Marilisa Vignuoli è un maresciallo dell’esercito italiano.  È di Auletta. In questo momento è in missione a Tripoli, in Libia dove la situazione si è fatta incandescente.

Ieri mattina attorno alle quattro, infatti per la prima volta dall’inizio della guerra lanciata da Haftar lo scorso 4 aprile, è stato preso di mira l’aeroporto di Misurata, dove dal settembre 2016 si trova anche l’ospedale militare italiano da campo con un contingente di circa 250 persone tra soldati addetti alla sicurezza oltre a medici militari, logisti e infermieri. Sarebbero 4 i medici morti e 8 i feriti.

Vignuoli lavora come fisioterapista militare e istruisce anche le risorse locali. La maresciallo di Auletta è stata anche immortalata in una foto pubblicata sul Corriere della sera mentre illustra alcuni macchinari.

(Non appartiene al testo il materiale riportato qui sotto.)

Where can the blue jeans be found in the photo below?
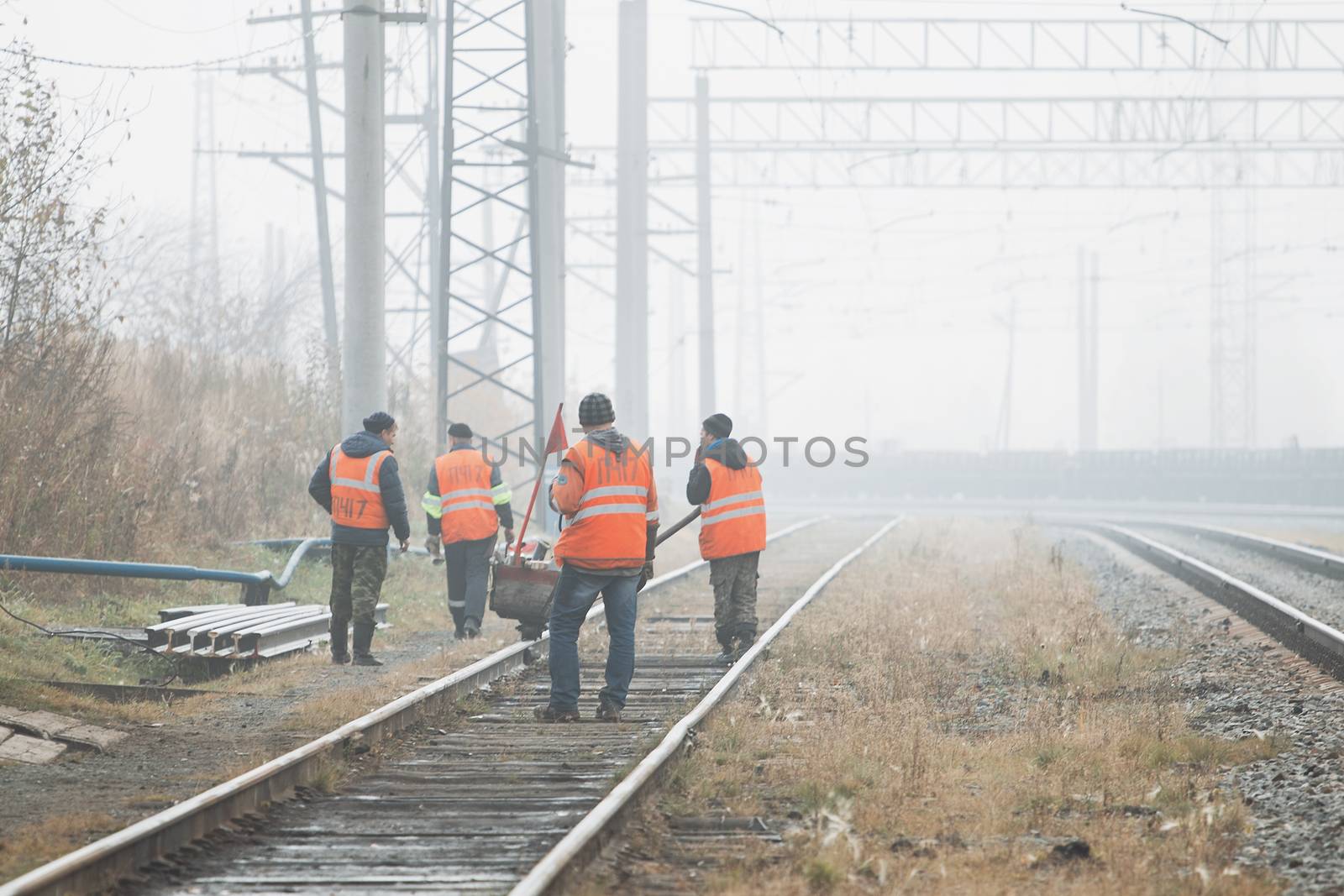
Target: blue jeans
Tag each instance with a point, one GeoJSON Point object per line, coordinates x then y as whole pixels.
{"type": "Point", "coordinates": [575, 597]}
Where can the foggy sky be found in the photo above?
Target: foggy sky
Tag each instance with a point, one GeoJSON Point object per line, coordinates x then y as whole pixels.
{"type": "Point", "coordinates": [897, 335]}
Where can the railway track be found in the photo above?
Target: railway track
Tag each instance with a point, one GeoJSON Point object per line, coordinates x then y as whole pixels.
{"type": "Point", "coordinates": [1308, 631]}
{"type": "Point", "coordinates": [467, 809]}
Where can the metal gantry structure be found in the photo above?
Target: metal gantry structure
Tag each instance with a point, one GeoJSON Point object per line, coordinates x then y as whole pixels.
{"type": "Point", "coordinates": [1102, 141]}
{"type": "Point", "coordinates": [501, 324]}
{"type": "Point", "coordinates": [481, 266]}
{"type": "Point", "coordinates": [1015, 45]}
{"type": "Point", "coordinates": [474, 219]}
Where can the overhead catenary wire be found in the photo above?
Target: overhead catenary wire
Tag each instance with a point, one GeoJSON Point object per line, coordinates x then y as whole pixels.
{"type": "Point", "coordinates": [175, 66]}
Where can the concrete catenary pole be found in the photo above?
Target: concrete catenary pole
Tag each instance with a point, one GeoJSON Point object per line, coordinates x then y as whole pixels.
{"type": "Point", "coordinates": [1088, 379]}
{"type": "Point", "coordinates": [546, 199]}
{"type": "Point", "coordinates": [632, 222]}
{"type": "Point", "coordinates": [315, 140]}
{"type": "Point", "coordinates": [365, 355]}
{"type": "Point", "coordinates": [444, 257]}
{"type": "Point", "coordinates": [705, 242]}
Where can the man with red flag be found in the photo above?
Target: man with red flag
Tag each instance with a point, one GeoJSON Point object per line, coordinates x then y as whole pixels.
{"type": "Point", "coordinates": [605, 490]}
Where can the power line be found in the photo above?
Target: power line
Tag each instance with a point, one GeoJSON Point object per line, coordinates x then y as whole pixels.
{"type": "Point", "coordinates": [165, 29]}
{"type": "Point", "coordinates": [199, 63]}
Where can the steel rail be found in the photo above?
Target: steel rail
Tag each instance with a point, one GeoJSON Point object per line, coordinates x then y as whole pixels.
{"type": "Point", "coordinates": [1303, 634]}
{"type": "Point", "coordinates": [585, 837]}
{"type": "Point", "coordinates": [102, 862]}
{"type": "Point", "coordinates": [1310, 559]}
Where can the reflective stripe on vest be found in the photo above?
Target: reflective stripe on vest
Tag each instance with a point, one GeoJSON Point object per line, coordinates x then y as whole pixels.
{"type": "Point", "coordinates": [732, 519]}
{"type": "Point", "coordinates": [611, 528]}
{"type": "Point", "coordinates": [356, 490]}
{"type": "Point", "coordinates": [467, 510]}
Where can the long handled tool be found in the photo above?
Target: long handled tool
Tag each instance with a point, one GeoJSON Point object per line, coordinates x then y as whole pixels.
{"type": "Point", "coordinates": [663, 537]}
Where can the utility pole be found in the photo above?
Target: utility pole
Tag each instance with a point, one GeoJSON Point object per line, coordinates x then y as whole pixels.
{"type": "Point", "coordinates": [363, 359]}
{"type": "Point", "coordinates": [1003, 437]}
{"type": "Point", "coordinates": [443, 258]}
{"type": "Point", "coordinates": [203, 114]}
{"type": "Point", "coordinates": [315, 143]}
{"type": "Point", "coordinates": [546, 199]}
{"type": "Point", "coordinates": [632, 221]}
{"type": "Point", "coordinates": [759, 325]}
{"type": "Point", "coordinates": [705, 242]}
{"type": "Point", "coordinates": [1088, 378]}
{"type": "Point", "coordinates": [676, 352]}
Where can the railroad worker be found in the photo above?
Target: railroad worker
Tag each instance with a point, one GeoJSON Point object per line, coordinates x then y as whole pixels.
{"type": "Point", "coordinates": [605, 490]}
{"type": "Point", "coordinates": [360, 485]}
{"type": "Point", "coordinates": [465, 504]}
{"type": "Point", "coordinates": [727, 488]}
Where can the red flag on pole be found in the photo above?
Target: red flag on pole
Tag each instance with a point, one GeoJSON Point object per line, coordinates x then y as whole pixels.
{"type": "Point", "coordinates": [554, 443]}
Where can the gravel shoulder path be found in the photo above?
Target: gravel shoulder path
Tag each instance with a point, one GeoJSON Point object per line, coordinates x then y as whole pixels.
{"type": "Point", "coordinates": [1233, 689]}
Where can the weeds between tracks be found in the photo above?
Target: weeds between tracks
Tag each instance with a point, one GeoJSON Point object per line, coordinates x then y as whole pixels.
{"type": "Point", "coordinates": [960, 715]}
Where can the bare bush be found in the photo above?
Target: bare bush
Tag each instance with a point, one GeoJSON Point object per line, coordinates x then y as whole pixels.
{"type": "Point", "coordinates": [201, 432]}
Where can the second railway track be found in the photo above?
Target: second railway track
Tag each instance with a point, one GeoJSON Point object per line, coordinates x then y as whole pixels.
{"type": "Point", "coordinates": [476, 806]}
{"type": "Point", "coordinates": [1285, 591]}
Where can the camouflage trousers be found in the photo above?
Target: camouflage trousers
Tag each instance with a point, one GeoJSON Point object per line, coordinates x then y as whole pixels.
{"type": "Point", "coordinates": [358, 573]}
{"type": "Point", "coordinates": [734, 582]}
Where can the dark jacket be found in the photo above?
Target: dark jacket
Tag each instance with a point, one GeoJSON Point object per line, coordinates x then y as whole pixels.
{"type": "Point", "coordinates": [390, 484]}
{"type": "Point", "coordinates": [726, 452]}
{"type": "Point", "coordinates": [503, 511]}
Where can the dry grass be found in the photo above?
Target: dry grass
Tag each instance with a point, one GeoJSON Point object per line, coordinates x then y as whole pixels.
{"type": "Point", "coordinates": [24, 849]}
{"type": "Point", "coordinates": [911, 719]}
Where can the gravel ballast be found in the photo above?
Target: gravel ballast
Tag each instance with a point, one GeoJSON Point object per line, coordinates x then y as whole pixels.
{"type": "Point", "coordinates": [1234, 691]}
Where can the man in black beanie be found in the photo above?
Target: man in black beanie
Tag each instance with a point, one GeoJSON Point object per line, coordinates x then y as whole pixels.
{"type": "Point", "coordinates": [465, 504]}
{"type": "Point", "coordinates": [611, 504]}
{"type": "Point", "coordinates": [360, 485]}
{"type": "Point", "coordinates": [727, 486]}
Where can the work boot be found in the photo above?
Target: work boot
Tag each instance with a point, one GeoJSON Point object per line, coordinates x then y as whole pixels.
{"type": "Point", "coordinates": [745, 642]}
{"type": "Point", "coordinates": [726, 654]}
{"type": "Point", "coordinates": [549, 714]}
{"type": "Point", "coordinates": [363, 638]}
{"type": "Point", "coordinates": [340, 645]}
{"type": "Point", "coordinates": [608, 711]}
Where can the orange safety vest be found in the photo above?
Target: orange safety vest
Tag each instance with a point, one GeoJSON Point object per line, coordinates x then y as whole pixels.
{"type": "Point", "coordinates": [356, 495]}
{"type": "Point", "coordinates": [464, 496]}
{"type": "Point", "coordinates": [611, 528]}
{"type": "Point", "coordinates": [732, 520]}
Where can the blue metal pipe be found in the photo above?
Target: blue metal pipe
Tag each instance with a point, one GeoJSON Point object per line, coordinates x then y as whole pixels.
{"type": "Point", "coordinates": [127, 570]}
{"type": "Point", "coordinates": [257, 586]}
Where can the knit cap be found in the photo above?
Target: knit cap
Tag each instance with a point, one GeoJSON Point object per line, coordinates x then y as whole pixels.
{"type": "Point", "coordinates": [718, 426]}
{"type": "Point", "coordinates": [596, 410]}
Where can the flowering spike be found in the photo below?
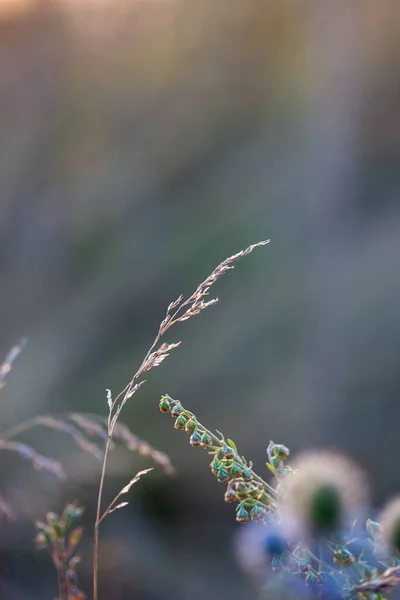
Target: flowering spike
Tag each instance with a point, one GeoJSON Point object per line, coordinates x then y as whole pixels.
{"type": "Point", "coordinates": [242, 516]}
{"type": "Point", "coordinates": [180, 422]}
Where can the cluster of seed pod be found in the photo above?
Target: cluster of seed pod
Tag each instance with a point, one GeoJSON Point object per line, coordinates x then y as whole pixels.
{"type": "Point", "coordinates": [277, 454]}
{"type": "Point", "coordinates": [254, 496]}
{"type": "Point", "coordinates": [60, 535]}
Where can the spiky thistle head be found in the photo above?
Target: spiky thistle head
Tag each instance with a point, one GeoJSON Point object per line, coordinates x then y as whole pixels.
{"type": "Point", "coordinates": [322, 491]}
{"type": "Point", "coordinates": [390, 521]}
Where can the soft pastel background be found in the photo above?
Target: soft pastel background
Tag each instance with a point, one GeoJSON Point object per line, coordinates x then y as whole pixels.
{"type": "Point", "coordinates": [142, 142]}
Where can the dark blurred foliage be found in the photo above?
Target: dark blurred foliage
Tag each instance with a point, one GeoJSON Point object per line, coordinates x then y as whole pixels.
{"type": "Point", "coordinates": [142, 142]}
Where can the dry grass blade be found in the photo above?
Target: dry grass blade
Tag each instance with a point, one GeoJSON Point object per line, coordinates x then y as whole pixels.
{"type": "Point", "coordinates": [6, 367]}
{"type": "Point", "coordinates": [156, 357]}
{"type": "Point", "coordinates": [37, 460]}
{"type": "Point", "coordinates": [177, 311]}
{"type": "Point", "coordinates": [73, 432]}
{"type": "Point", "coordinates": [124, 490]}
{"type": "Point", "coordinates": [134, 480]}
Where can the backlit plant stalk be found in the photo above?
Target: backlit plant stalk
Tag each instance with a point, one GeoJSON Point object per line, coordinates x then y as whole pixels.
{"type": "Point", "coordinates": [255, 497]}
{"type": "Point", "coordinates": [178, 311]}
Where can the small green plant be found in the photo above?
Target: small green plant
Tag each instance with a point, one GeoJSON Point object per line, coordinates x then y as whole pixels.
{"type": "Point", "coordinates": [60, 536]}
{"type": "Point", "coordinates": [317, 542]}
{"type": "Point", "coordinates": [316, 538]}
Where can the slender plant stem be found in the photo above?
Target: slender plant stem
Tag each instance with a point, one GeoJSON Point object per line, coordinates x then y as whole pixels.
{"type": "Point", "coordinates": [98, 518]}
{"type": "Point", "coordinates": [61, 577]}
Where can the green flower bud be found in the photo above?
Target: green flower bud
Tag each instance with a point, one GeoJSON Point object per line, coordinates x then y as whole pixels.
{"type": "Point", "coordinates": [276, 462]}
{"type": "Point", "coordinates": [176, 410]}
{"type": "Point", "coordinates": [236, 471]}
{"type": "Point", "coordinates": [230, 495]}
{"type": "Point", "coordinates": [257, 513]}
{"type": "Point", "coordinates": [280, 451]}
{"type": "Point", "coordinates": [247, 474]}
{"type": "Point", "coordinates": [227, 451]}
{"type": "Point", "coordinates": [180, 422]}
{"type": "Point", "coordinates": [195, 438]}
{"type": "Point", "coordinates": [206, 440]}
{"type": "Point", "coordinates": [325, 508]}
{"type": "Point", "coordinates": [242, 516]}
{"type": "Point", "coordinates": [54, 522]}
{"type": "Point", "coordinates": [222, 474]}
{"type": "Point", "coordinates": [263, 497]}
{"type": "Point", "coordinates": [254, 492]}
{"type": "Point", "coordinates": [71, 514]}
{"type": "Point", "coordinates": [190, 426]}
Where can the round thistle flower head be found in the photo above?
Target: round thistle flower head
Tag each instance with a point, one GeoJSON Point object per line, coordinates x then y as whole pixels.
{"type": "Point", "coordinates": [322, 492]}
{"type": "Point", "coordinates": [390, 521]}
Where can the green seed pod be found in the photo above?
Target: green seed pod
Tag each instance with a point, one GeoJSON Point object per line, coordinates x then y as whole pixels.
{"type": "Point", "coordinates": [263, 497]}
{"type": "Point", "coordinates": [44, 537]}
{"type": "Point", "coordinates": [165, 405]}
{"type": "Point", "coordinates": [325, 511]}
{"type": "Point", "coordinates": [280, 451]}
{"type": "Point", "coordinates": [236, 471]}
{"type": "Point", "coordinates": [242, 516]}
{"type": "Point", "coordinates": [190, 426]}
{"type": "Point", "coordinates": [222, 474]}
{"type": "Point", "coordinates": [227, 451]}
{"type": "Point", "coordinates": [206, 440]}
{"type": "Point", "coordinates": [257, 513]}
{"type": "Point", "coordinates": [195, 438]}
{"type": "Point", "coordinates": [71, 514]}
{"type": "Point", "coordinates": [247, 474]}
{"type": "Point", "coordinates": [254, 492]}
{"type": "Point", "coordinates": [180, 422]}
{"type": "Point", "coordinates": [54, 522]}
{"type": "Point", "coordinates": [276, 462]}
{"type": "Point", "coordinates": [240, 486]}
{"type": "Point", "coordinates": [176, 410]}
{"type": "Point", "coordinates": [215, 465]}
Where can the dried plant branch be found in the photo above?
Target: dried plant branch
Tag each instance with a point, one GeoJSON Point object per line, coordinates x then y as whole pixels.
{"type": "Point", "coordinates": [37, 460]}
{"type": "Point", "coordinates": [178, 311]}
{"type": "Point", "coordinates": [112, 506]}
{"type": "Point", "coordinates": [87, 425]}
{"type": "Point", "coordinates": [244, 485]}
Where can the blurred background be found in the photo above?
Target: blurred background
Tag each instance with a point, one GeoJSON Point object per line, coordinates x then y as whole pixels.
{"type": "Point", "coordinates": [142, 142]}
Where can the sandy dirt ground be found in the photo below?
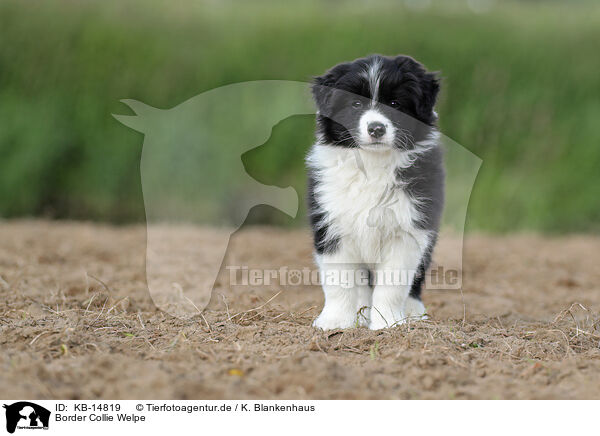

E si trovava nell’ospedale quando c’è stato l’attacco. Nessun panico e come tutti coloro che lavorano nell’ospedale ha messo in atto le azioni del caso. Vignuoli da tempo partecipa a queste missioni per sostenere la popolazione e lavorare nell’ospedale che era nato inizialmente per curare i feriti delle milizie di Misurata, che specie tra la primavera-estate 2016 combatterono contro l’Isis arroccato a Sirte, l’ospedale italiano divenne poi sempre meno un luogo di cura per soldati e si è trasformato via via in una sorta di day-hospital di sostegno per le strutture mediche civili della regione. I medici militari italiani hanno tenuto corsi per i colleghi dell’ospedale municipale di Misurata e si dedicarono a visite specialistiche per i pazienti civili.